Even earlier than that, Neuharth pointed out that “Readers want to be fully informed about issues and candidates. They welcome debate. But they rebel when we dictate. They resent being told how to vote.”
The editorial page editor of the Wall Street Journal, which also does not endorse candidates, said the editorial page has a more fundamental purpose, which is to “stick up for those principles” it deems important. The St. Paul Pioneer Press also discontinued its endorsements this year.
Jay Rosen, chairman of the journalism department at New York University, was reported to have said that endorsements were “a tool of power” that newspapers paraded out as their civic authority in leadership. Editorial writers would proclaim that, because of their access, they were more knowledgeable and thoughtful and could be more credible in their opinion. Even if this were true at one time, it’s not the case anymore. Today, voters have access to a lot more information — just as much access in many cases as do editorial writers.
I can’t speak for all newspapers, but I don’t think newspapers should be in the business of making kings — or telling people how they should think.
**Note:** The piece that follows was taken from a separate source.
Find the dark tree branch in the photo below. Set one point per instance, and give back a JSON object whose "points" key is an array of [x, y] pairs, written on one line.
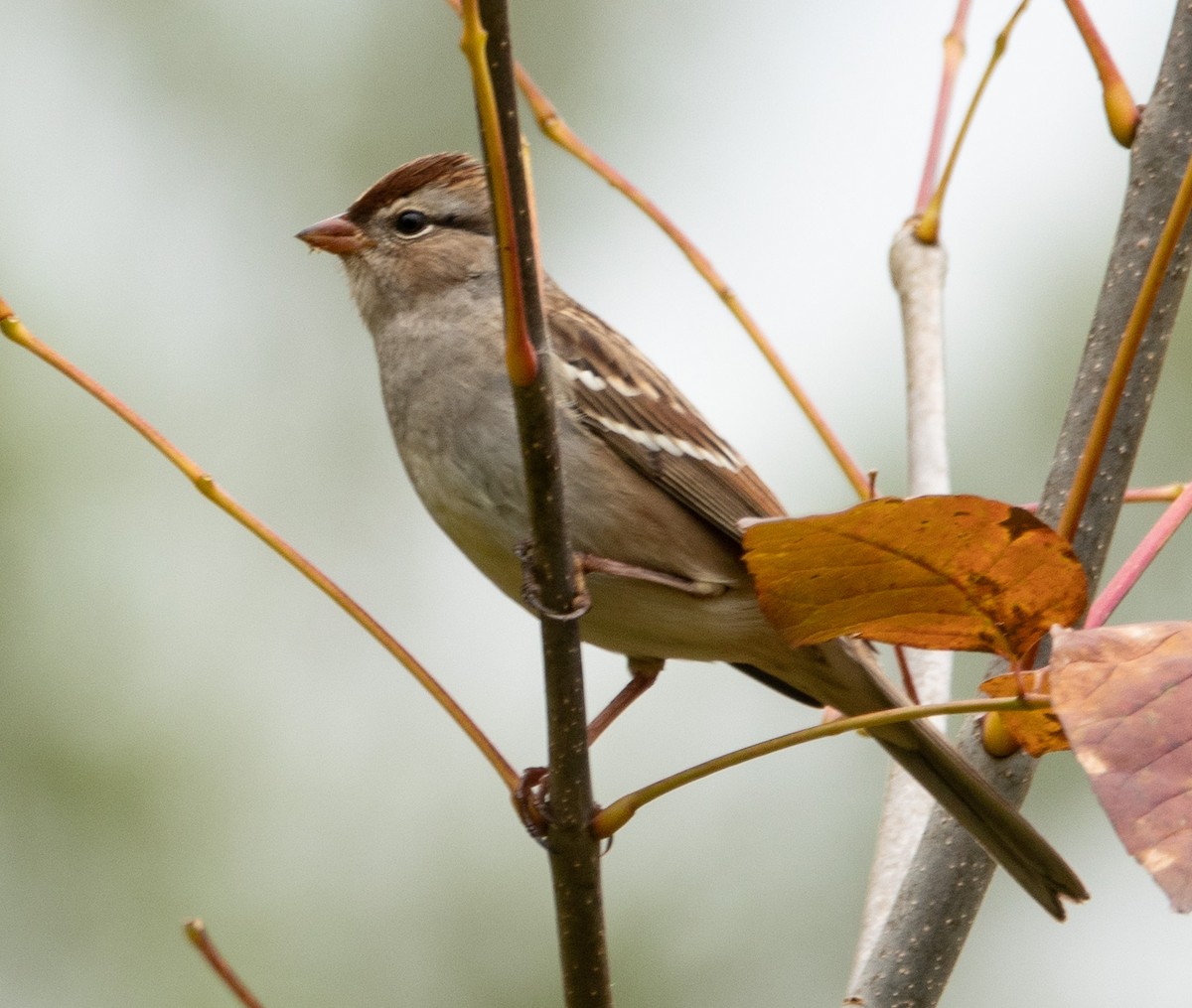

Regardless of who is sitting in the seats of power, each should be held accountable to whom they represent, and that’s the job of news organizations.
An endorsement appears to give a seal of approval and taints the perception of readers of our true intent, regardless of how hard we work at fairness. That puts our reporters in a difficult position. Ending endorsements doesn’t mean there will be no opinions about the candidates.
These will appear as signed columns from various authors. They could be opinions of a syndicated columnist or a particular Free Press writer, not the opinion of the Free Press editorial board. We will, however, recount what issues we feel are important to this region and this state and raise questions we feel need to be addressed.